A practical guide to EU AI Act compliance in 2026 covering risk categories, high-risk obligations, GPAI rules, timelines, and GDPR intersections.

The EU AI Act, formally Regulation (EU) 2024/1689, is the world’s first comprehensive legal framework for artificial intelligence. It entered into force on 1 August 2024, with obligations phasing in through August 2027. As of early 2026, organisations deploying or developing AI systems in the European Union are already subject to the first wave of binding requirements, and the most consequential obligations – those governing high-risk AI systems – take effect this August.

This guide covers the full structure of the regulation, the obligations it creates, and what organisations need to do to achieve EU AI Act compliance before each enforcement deadline.

What Is the EU AI Act?

The AI Act establishes harmonised rules for the placing on the market, putting into service, and use of AI systems within the European Union. Unlike sector-specific AI guidance issued in other jurisdictions, it applies horizontally across all industries and use cases. The regulation was adopted by the European Parliament on 13 March 2024, published in the Official Journal on 12 July 2024, and entered into force twenty days later.

According to the European AI Office, the regulation covers an estimated 6,000 to 8,000 high-risk AI systems already operating across EU Member States.
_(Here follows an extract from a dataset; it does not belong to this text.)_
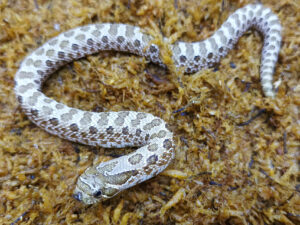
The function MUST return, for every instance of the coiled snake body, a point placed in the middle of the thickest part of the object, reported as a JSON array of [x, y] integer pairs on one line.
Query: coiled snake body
[[129, 128]]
The total number of AI systems in scope – including limited-risk and general-purpose models – is substantially larger.

The legislative approach is risk-based: the stricter the potential harm, the heavier the compliance burden. This mirrors the proportionality logic familiar from GDPR, but applies it to the design, deployment, and lifecycle management of AI systems rather than to personal data processing alone.
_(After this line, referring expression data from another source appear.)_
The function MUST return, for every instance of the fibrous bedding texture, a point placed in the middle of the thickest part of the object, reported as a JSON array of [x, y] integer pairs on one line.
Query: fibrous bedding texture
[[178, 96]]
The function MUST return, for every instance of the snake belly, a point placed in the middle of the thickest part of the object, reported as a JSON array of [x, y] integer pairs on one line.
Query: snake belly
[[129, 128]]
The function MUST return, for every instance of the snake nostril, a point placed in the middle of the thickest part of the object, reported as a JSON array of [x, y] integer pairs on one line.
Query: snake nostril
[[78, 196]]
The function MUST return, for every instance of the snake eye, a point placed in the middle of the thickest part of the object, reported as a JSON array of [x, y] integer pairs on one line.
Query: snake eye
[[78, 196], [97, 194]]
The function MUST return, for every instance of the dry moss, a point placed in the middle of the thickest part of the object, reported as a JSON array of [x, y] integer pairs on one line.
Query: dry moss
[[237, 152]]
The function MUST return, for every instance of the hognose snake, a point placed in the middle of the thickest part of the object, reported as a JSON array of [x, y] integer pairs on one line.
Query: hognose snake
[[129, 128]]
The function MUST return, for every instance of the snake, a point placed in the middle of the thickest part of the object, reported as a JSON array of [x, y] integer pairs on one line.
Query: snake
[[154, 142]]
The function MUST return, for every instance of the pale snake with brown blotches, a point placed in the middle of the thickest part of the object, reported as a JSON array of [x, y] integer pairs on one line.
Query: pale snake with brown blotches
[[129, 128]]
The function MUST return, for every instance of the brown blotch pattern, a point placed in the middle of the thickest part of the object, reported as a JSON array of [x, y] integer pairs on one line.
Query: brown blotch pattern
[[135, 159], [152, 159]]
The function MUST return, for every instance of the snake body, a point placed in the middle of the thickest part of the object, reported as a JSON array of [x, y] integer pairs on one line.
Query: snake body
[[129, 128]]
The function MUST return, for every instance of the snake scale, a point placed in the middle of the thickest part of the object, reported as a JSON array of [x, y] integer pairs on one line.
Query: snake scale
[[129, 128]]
How Does the Risk-Based Classification Work?

The AI Act sorts AI systems into four tiers of risk. Each tier carries a different set of obligations – or in the case of the lowest tier, no specific obligations at all.

Unacceptable risk (prohibited practices)

Article 5 prohibits AI practices that pose a clear threat to fundamental rights. These include social scoring systems operated by or on behalf of public authorities, real-time remote biometric identification in publicly accessible spaces for law enforcement (with narrow exceptions), emotion recognition in workplaces and educational institutions, biometric categorisation systems that infer sensitive attributes such as race or political opinions, AI systems that deploy subliminal techniques or exploit vulnerabilities to distort behaviour, and untargeted scraping of facial images from the internet or CCTV to build facial recognition databases.
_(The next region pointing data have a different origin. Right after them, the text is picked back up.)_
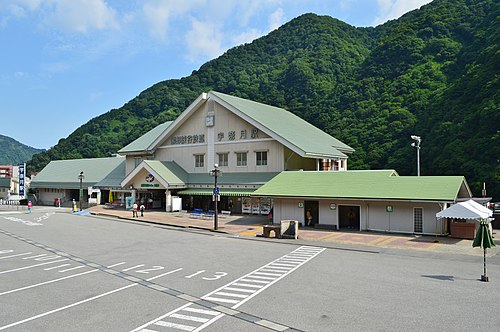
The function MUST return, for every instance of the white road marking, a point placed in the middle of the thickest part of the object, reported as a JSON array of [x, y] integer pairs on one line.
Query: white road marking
[[240, 290], [176, 326], [194, 274], [55, 267], [29, 267], [133, 267], [249, 285], [41, 255], [164, 274], [66, 307], [47, 282], [202, 311], [72, 268], [26, 253], [191, 318]]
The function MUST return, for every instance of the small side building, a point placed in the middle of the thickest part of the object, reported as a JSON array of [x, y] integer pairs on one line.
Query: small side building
[[60, 179], [365, 200]]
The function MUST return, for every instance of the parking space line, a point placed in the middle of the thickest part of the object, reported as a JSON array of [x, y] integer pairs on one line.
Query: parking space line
[[26, 253], [164, 274], [29, 267], [55, 267], [41, 255], [234, 293], [66, 307], [133, 267], [72, 268], [47, 282]]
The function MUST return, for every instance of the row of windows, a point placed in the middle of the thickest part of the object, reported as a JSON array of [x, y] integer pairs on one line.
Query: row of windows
[[241, 159]]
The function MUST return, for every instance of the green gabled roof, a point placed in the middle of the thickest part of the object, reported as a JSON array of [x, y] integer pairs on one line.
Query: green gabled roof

These prohibitions became enforceable on 2 February 2025. Any organisation still operating a system that falls within these categories faces immediate liability.

High-risk AI systems

High-risk systems form the core of the regulation’s compliance architecture. A system qualifies as high-risk if it falls within one of the categories listed in Annex III, or if it is a safety component of a product covered by the EU harmonisation legislation listed in Annex I (such as machinery, medical devices, or toys).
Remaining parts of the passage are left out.